Let $U \subset \mathbb R^2$ be an open, regular (meaning $U$ is the interior of its closure), bounded and simply connected set. Let $\gamma : [0,1] \rightarrow \partial U$ be a simple curve such that $\gamma(0) \neq \gamma(1)$.
Is $\partial U \setminus \gamma((0,1))$ still connected ?
I think this should be true. Assume for a contradiction that this is not the case. Let $K$ be the connected component $\{\gamma(0)\} \subset K \subsetneq \partial U \setminus \gamma((0,1))$, where we remark that $K$ and $\partial U \setminus \gamma((0,1))$ are compact. By Zoretti's Theorem, for any $\varepsilon > 0$, we can find a simple closed curve $J : [0,1] \rightarrow \mathbb R^2$ for which $$ K \subset \mathrm{int}(J), \quad J \cap \left( \partial U \setminus \gamma((0,1)) \right) = \emptyset, \quad \mathrm{dist}(K, j) \leq \varepsilon \quad \forall j\in J $$
Note that $J$ cannot be contained in $U$ (otherwise, $K \subset \mathrm{int}(J) \subset U$ which contradicts the regularity of $U$) and $J$ can only cross $\partial U$ through $\gamma((0,1))$.
I think we should be able to deduce from this that $\gamma(0)$ would actually lie on the exterior of $J$ but I am not able to complete my proof.
Any help is welcomed.
EDIT : This is related to the notion of cross-cut.
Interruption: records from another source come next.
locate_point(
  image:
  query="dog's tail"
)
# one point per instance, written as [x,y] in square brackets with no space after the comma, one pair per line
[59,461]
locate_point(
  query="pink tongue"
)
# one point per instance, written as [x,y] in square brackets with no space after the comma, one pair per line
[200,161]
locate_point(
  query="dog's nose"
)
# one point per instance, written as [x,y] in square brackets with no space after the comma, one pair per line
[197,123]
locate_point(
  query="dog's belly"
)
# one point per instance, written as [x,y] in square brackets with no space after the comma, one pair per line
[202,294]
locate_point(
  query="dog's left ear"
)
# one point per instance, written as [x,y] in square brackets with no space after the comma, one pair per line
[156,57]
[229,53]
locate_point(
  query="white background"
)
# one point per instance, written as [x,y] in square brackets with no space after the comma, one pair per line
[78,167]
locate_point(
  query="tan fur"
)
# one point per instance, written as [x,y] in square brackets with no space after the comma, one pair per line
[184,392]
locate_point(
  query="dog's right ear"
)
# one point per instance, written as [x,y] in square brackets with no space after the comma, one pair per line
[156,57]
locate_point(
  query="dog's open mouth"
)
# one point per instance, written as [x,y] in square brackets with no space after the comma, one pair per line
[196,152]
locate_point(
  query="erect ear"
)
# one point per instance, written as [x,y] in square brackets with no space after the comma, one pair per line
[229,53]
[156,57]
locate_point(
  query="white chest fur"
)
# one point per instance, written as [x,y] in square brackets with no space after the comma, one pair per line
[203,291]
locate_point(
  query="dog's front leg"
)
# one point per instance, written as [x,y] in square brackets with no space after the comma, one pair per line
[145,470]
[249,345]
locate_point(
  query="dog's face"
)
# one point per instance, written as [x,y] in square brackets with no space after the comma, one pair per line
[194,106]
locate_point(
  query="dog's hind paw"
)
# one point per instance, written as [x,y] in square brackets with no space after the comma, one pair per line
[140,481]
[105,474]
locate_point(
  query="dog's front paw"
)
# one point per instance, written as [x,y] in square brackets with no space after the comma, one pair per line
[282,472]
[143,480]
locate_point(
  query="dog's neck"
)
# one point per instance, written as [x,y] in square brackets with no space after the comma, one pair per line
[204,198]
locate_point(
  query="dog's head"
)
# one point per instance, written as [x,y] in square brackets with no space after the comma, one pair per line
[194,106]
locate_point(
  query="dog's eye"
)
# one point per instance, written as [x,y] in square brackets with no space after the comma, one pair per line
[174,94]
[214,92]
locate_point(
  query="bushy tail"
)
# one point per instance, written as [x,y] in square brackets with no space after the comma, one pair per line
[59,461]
A cross-cut $\phi$ leads to a decomposition of $U$ into two simply connected domains, whose boundaries are then connected and contain $\phi$. What would happen to these boundaries if one removed $\phi$ ?
EDIT 2 : My above argument is incorrect because $\gamma((0,1))$ is not necessarily open in $\partial U$ topology and this is what leads to the counter-example below.